Enfim. O pessoal dos transportes aqui, a Ruter, andou lendo meu blog  lançou uma campanha de conscientização para a população.  Foram plotadas imagens nas estações de metrô, trem e tog. O engraçado é que procurei mais informações sobre e não achei nada nas redes sociais da empresa. OU seja, campanha meia boca. Poiam reforçar nas redes, mas até agora nada…

As imagens abaixo dizem o seguinte: Obrigada por usar o lixo; Obrigado por respeitar a fila; Obrigado por deixar as grávidas e idosos se assentarem; Obrigado por deixar as pessoas sairem do trem antes de você entrar; Obrigado por preparar (para apresentar) seu bilhete antes de entrar no ônibus; Obrigado por deixar os seus pés no chão.

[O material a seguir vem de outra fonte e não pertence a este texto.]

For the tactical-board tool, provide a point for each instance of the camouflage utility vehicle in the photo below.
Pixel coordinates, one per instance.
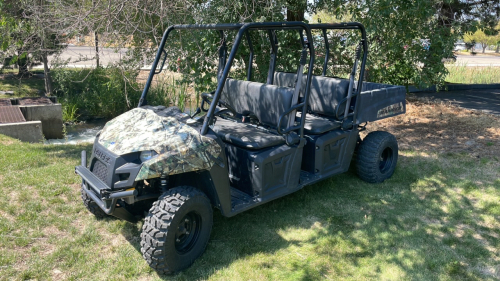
(256, 142)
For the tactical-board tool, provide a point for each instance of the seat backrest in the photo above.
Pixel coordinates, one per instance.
(325, 94)
(266, 102)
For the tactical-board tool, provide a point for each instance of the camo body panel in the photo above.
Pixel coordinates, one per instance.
(180, 147)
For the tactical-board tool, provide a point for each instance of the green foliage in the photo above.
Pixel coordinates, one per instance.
(101, 92)
(172, 92)
(481, 37)
(406, 41)
(69, 112)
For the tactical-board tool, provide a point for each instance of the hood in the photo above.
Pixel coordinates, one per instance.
(180, 147)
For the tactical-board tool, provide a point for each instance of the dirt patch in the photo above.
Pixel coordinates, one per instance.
(436, 126)
(34, 101)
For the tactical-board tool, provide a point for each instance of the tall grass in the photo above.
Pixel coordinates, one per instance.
(101, 92)
(108, 92)
(170, 92)
(473, 75)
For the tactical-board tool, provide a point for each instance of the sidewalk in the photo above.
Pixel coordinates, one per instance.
(486, 100)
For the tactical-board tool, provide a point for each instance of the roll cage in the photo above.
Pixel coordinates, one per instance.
(242, 29)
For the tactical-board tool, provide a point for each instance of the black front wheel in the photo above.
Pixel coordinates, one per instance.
(377, 156)
(177, 229)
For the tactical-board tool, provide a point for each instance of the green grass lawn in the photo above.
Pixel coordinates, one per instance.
(436, 219)
(463, 74)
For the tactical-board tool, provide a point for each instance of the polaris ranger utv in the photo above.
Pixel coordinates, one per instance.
(256, 142)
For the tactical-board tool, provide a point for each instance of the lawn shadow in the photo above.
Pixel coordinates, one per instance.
(419, 222)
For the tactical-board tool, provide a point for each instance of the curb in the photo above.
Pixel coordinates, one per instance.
(454, 87)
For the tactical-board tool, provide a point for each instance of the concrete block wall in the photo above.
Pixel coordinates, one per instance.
(50, 117)
(30, 131)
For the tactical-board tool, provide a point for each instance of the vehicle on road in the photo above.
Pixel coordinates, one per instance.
(256, 142)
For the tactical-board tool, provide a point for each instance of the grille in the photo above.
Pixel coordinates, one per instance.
(100, 170)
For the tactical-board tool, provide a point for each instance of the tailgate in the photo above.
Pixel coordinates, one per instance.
(378, 101)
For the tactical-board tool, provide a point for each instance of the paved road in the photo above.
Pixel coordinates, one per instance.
(485, 100)
(478, 60)
(85, 56)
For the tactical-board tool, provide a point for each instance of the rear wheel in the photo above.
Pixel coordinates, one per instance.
(377, 156)
(92, 206)
(177, 229)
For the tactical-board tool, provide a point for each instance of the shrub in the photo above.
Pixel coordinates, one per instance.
(101, 92)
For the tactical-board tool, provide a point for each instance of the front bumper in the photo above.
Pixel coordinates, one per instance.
(104, 196)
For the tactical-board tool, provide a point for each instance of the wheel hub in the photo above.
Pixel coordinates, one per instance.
(187, 232)
(385, 161)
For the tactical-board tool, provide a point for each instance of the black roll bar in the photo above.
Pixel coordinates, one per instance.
(250, 59)
(327, 52)
(243, 30)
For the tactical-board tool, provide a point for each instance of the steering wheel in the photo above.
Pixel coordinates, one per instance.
(208, 97)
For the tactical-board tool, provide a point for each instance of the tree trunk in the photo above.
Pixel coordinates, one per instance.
(22, 63)
(47, 77)
(96, 49)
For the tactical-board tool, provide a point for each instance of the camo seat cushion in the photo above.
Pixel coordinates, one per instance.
(325, 95)
(245, 135)
(264, 101)
(317, 125)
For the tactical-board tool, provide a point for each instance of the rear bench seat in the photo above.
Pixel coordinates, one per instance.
(264, 101)
(324, 97)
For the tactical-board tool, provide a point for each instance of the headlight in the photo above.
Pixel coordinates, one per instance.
(147, 155)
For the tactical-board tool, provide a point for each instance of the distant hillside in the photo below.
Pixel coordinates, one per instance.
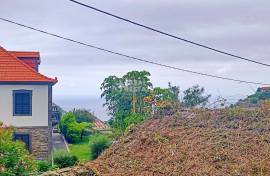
(224, 142)
(257, 98)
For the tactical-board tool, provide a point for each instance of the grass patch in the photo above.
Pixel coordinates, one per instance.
(81, 150)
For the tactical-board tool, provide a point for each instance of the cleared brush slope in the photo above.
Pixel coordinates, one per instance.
(199, 142)
(227, 142)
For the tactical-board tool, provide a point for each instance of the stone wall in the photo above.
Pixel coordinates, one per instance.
(40, 141)
(72, 171)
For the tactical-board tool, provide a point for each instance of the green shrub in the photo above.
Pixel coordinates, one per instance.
(66, 120)
(14, 158)
(64, 159)
(71, 129)
(44, 166)
(98, 143)
(133, 119)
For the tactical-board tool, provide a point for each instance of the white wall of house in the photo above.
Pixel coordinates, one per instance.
(39, 106)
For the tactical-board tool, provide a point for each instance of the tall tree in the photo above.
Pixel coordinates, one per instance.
(194, 97)
(137, 83)
(116, 98)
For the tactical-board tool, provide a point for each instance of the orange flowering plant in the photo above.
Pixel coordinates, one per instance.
(14, 157)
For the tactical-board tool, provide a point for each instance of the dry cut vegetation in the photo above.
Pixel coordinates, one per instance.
(200, 142)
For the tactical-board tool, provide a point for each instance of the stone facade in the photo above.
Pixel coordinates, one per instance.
(40, 141)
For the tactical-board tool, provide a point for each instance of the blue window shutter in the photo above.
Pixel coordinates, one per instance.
(22, 104)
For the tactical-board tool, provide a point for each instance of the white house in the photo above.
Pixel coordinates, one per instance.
(26, 100)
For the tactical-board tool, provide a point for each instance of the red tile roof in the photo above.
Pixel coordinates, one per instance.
(14, 70)
(25, 54)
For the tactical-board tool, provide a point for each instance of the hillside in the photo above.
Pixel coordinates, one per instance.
(225, 142)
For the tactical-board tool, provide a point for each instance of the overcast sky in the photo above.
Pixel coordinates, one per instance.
(241, 27)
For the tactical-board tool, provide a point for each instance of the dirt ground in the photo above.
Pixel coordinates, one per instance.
(193, 143)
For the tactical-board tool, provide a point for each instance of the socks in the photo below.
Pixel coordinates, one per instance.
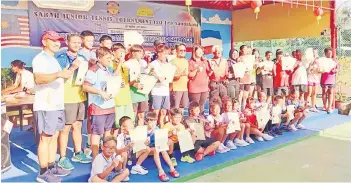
(51, 165)
(43, 170)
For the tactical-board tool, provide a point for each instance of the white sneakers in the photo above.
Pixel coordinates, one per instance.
(230, 145)
(137, 169)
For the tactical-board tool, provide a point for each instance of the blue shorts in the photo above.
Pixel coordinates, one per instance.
(161, 102)
(102, 123)
(49, 122)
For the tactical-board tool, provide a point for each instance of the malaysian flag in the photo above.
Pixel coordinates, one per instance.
(14, 30)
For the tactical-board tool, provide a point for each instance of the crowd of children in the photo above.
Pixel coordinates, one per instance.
(283, 93)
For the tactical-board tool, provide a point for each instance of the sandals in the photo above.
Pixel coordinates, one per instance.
(174, 174)
(163, 177)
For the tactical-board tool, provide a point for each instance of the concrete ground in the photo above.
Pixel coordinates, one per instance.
(322, 158)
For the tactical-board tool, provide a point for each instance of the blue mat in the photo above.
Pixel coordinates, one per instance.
(25, 161)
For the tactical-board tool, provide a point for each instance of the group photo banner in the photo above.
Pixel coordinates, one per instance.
(171, 24)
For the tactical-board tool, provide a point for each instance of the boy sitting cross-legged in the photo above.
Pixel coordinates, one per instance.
(125, 145)
(151, 120)
(173, 128)
(202, 147)
(107, 166)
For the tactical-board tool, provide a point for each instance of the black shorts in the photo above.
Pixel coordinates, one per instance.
(203, 143)
(300, 88)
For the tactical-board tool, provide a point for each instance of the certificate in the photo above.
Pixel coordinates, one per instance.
(288, 63)
(139, 135)
(290, 109)
(249, 61)
(239, 69)
(148, 83)
(82, 71)
(199, 130)
(113, 85)
(326, 64)
(263, 117)
(166, 71)
(276, 114)
(185, 141)
(161, 140)
(234, 122)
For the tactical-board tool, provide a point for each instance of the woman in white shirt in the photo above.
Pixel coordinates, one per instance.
(24, 79)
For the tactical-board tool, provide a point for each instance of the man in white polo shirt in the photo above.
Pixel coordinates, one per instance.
(48, 105)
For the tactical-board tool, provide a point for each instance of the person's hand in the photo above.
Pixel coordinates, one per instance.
(65, 73)
(105, 95)
(116, 162)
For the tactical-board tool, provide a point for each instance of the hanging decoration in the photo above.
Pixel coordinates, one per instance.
(256, 5)
(188, 3)
(318, 12)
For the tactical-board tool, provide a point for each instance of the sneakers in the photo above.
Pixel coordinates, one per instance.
(58, 171)
(48, 177)
(301, 127)
(65, 163)
(267, 137)
(230, 145)
(292, 128)
(259, 138)
(240, 143)
(137, 169)
(187, 159)
(81, 158)
(174, 162)
(249, 140)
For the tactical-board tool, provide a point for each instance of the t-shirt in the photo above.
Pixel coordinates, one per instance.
(171, 136)
(198, 83)
(329, 78)
(73, 93)
(100, 164)
(182, 83)
(211, 120)
(135, 66)
(50, 96)
(160, 89)
(220, 69)
(299, 77)
(96, 77)
(26, 78)
(123, 96)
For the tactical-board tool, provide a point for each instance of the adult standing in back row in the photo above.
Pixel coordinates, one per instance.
(180, 82)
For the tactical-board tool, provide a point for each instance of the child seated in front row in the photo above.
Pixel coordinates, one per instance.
(151, 120)
(228, 108)
(300, 113)
(125, 147)
(202, 147)
(215, 128)
(107, 166)
(252, 119)
(173, 128)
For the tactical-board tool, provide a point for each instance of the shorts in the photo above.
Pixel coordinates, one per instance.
(113, 174)
(300, 88)
(312, 83)
(180, 99)
(75, 112)
(268, 91)
(203, 143)
(124, 110)
(160, 102)
(328, 86)
(102, 123)
(49, 122)
(140, 106)
(284, 91)
(244, 87)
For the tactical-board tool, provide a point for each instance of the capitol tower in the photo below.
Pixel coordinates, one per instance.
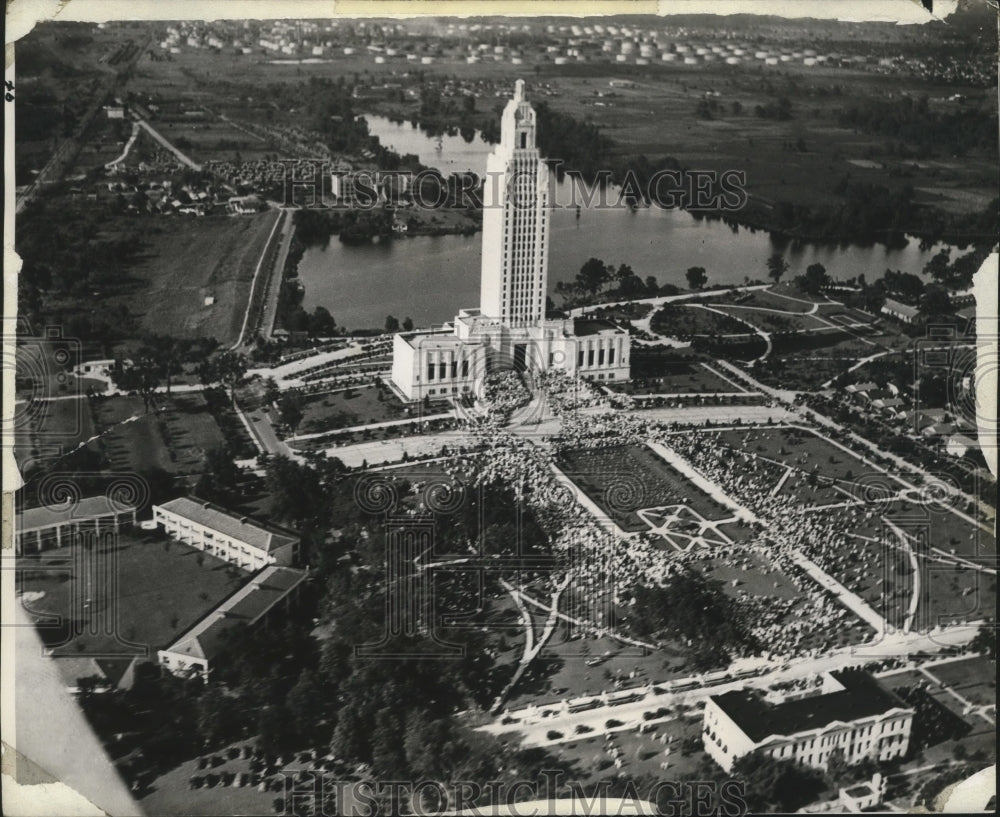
(515, 221)
(510, 329)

É engraçado porque são coisas que eu sempre faço e que aqui, as pessoas não ligam. Para mim faltou um obrigado por não empurrar as pessoas. Porque se tem um povo que adora empurrar….  Então caro amigo e amiga, antes de falar que no Brasil não respeitam isso, aquilo, lembre-se que não há lugar perfeito!

Lembrando sempre que tudo o que eu escrevo é a minha opinião, o que eu vivo no dia-a-dia aqui em Oslo. Talvez você conheça alguém que passou por situações diferentes. o que é supimpa! E, no bom português: opinião é que nem bunda, cada um tem a sua!